I read that it is possible to configure the onboard VPN so that only certain app's traffic will route through it, leaving the rest of the traffic directly to the ISP. I believe this would involve proxy and a tunnel? Are there any guides or does anyone have some pointers that cover the basic steps?

 

[CaptainSTX]

I read that it is possible to configure the onboard VPN so that only certain app's traffic will route through it, leaving the rest of the traffic directly to the ISP. I believe this would involve proxy and a tunnel? Are there any guides or does anyone have some pointers that cover the basic steps?

You may be able to accomplish what you want directly through the GUI. When you set up a VPN client and enable policy routing you have the option to specify the local lan IP (device ) and the destination IP and then if it is handled using the WAN or a VPN.

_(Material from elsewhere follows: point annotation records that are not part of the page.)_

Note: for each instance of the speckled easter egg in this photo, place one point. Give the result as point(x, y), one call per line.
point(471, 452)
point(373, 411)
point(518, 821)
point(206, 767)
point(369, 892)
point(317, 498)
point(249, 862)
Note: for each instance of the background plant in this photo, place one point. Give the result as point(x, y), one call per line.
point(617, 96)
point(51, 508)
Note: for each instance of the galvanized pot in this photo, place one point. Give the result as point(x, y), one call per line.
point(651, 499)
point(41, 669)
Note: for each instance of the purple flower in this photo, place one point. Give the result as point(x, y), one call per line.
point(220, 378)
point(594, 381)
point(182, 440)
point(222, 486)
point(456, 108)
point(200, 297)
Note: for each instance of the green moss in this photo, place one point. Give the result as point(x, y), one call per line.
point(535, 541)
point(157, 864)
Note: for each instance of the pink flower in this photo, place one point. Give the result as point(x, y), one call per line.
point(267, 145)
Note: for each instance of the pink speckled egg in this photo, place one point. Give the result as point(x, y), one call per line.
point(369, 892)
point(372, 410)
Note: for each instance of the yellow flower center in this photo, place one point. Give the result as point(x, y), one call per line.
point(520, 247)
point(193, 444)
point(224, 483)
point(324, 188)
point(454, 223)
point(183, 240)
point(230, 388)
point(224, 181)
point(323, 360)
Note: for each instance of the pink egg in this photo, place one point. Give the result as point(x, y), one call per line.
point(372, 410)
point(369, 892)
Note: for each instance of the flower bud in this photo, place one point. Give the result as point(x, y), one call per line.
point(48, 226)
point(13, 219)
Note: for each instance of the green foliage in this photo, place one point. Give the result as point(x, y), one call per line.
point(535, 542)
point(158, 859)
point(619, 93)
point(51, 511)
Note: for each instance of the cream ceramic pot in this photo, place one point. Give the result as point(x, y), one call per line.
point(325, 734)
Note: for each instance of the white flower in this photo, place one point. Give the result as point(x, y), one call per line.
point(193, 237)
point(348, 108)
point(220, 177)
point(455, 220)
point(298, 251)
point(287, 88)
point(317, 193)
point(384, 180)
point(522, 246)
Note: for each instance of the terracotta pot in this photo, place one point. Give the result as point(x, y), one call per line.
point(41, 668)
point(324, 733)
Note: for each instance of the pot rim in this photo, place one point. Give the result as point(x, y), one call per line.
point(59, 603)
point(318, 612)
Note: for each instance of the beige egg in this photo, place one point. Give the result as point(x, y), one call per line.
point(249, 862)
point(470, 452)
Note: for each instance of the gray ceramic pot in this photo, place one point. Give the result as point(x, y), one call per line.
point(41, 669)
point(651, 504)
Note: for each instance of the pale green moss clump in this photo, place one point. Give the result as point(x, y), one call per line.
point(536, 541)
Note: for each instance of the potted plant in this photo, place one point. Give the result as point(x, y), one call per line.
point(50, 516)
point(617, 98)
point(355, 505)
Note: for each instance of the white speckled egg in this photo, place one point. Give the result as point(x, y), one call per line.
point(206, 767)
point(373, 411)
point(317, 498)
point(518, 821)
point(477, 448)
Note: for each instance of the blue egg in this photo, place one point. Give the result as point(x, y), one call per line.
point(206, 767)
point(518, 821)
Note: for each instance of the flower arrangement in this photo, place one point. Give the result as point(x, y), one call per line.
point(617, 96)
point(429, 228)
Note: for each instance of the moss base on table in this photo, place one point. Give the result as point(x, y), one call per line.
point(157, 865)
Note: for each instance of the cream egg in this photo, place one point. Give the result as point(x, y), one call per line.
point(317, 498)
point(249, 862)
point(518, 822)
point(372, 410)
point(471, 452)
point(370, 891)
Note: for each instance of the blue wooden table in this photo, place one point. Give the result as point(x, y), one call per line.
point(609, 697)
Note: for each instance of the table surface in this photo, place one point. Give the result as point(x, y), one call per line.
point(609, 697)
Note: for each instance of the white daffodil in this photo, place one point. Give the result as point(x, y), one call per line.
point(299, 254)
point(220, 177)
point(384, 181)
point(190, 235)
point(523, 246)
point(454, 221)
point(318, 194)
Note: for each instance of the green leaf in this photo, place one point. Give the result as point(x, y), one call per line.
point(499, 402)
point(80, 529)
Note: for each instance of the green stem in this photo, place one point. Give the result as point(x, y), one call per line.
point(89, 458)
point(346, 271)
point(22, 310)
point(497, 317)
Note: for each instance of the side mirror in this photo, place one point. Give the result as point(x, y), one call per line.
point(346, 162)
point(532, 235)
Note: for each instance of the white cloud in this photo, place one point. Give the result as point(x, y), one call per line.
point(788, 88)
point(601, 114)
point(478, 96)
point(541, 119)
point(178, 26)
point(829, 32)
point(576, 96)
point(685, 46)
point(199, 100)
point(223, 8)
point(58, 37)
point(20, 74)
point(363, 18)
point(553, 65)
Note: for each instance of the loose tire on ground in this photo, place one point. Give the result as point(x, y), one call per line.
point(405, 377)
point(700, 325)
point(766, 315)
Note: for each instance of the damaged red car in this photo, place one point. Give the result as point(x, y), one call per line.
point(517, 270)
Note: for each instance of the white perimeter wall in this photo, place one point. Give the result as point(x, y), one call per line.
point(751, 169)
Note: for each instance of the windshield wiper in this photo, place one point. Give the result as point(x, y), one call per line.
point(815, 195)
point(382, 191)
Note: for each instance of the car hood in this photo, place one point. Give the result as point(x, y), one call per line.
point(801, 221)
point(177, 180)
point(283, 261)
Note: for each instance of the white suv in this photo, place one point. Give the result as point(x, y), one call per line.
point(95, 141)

You should try this to see if you can make it work before trying your hand at custom scripts.

 

[Martineau]

There is a page on the Merlin Wiki that explains Policy Based Routing in detail.
https://github.com/RMerl/asuswrt-merlin/wiki/Policy-based-routing

@CaptainSTX The Policy based routing GUI cannot Selectively route "applications" - source devices/subnets ONLY

Applications use ports and whilst the router can indeed Selectively route ports to a specific VPN by fwmark tagging (using custom scripts) you cannot differentiate between applications.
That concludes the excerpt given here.